И вот этот Красинин сердился и поругивал лентяев Мартынюков за то, что они не «изничтожают» полынь у забора. И презирал за бесхозяйственность.

Родители Степана и в самом деле мало заботились о саде. Весной отец или мать окапывали фруктовые деревья и белили стволы известью. Так поступали все, и это было очень красиво. И деревья в садах казались подарками, завернутыми в чистую бумагу.

За день до отъезда в Георгиевское Степка с Вандой выдернули полынь. И хотя клубничный сезон давно минул и тень не раздражала Красинина, им почему-то взбрело на ум, что нужно избавиться от полыни. И они ее «разбомбили» — выли, подражая звуку падающих бомб, размахивали руками, кричали: «Трах-трах!» Хватали полынь за стебли, выдирали с корнями, разбрасывали в разные стороны.

Степка удивился, когда узнал, что из этой самой полыни Ванда и Витька сложили шалаш.

— Тебе помогал Витька? — не поверил он.

— Мы помирились. Он еще маленький и немножко глупый…

В шалаше стоял табурет, покрытый газетой, на газете лежали груши, яблоки, айва. У табурета — две низкие скамеечки. Видимо, Витька позаимствовал их у деда, скорее всего без разрешения.

— Какие здесь новости? — Степка сел на скамейку.

И Ванда села, потому что стоять в шалаше можно было лишь согнувшись.

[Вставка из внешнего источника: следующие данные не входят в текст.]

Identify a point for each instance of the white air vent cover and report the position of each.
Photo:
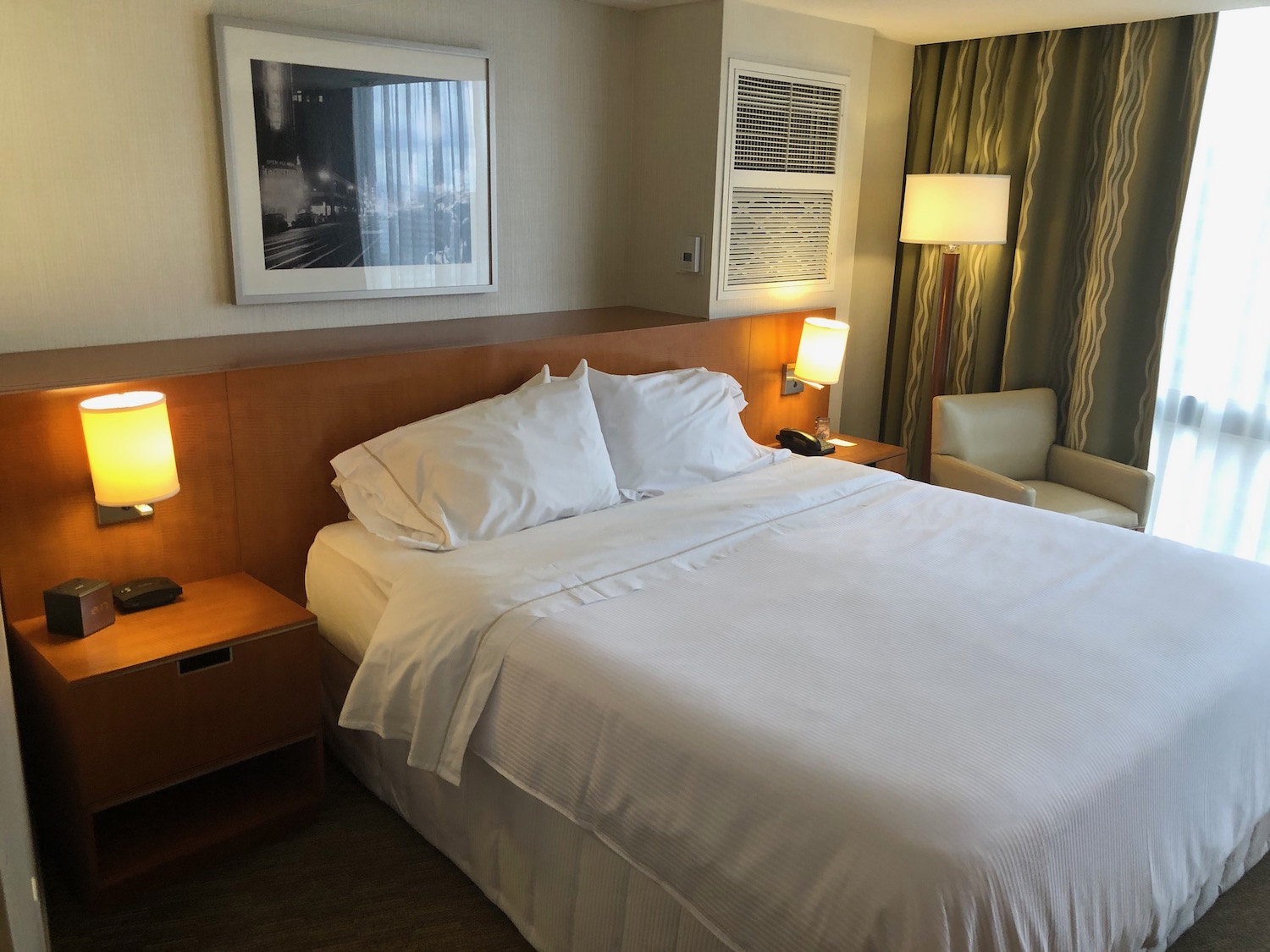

Ему было приятно смотреть на Ванду. Она сказала:

— Кушай фрукты.

Он взял айву. Повторил:

— Что нового?

— Пан Кочан бомбы разряжает. Его теперь возят от бомбы к бомбе на автомашине. Пешком он не успевает.

— Вот это да! — восхитился Степан.

— Я же сразу сказала, что пан Кочан — герой. Пани Кочаниха им очень гордится.

— Ты всегда говоришь правильно.

— Может, получается случайно?

— Может… Я вспомнил: деду Кочану сказала про бомбу ты.

— Кажется, я.

— Не «кажется», а точно.

Штаб противовоздушной обороны не всегда успевал вовремя объявить тревогу. И однажды Степан и Ванда, гуляя возле дома, вдруг услышали свист бомбы, потом увидели бомбу и двухмоторный самолет, летевший над ней. Это было настолько неожиданно, что ребята не успели испугаться и следили за бомбой, как могли следить за коршуном или бумажным змеем. Бомба скрылась за деревьями. И, судя по всему, должна была врезаться в соседнюю гору, в чей-то дом или сад. Однако взрыва не последовало.

Вскоре очнулись зенитки. Снаряды не оставляли в небе воронок. Они рябили его отметинами, белыми и круглыми, как парашюты. Только парашюты эти не опускались на землю. Они расползались, роняя осколки.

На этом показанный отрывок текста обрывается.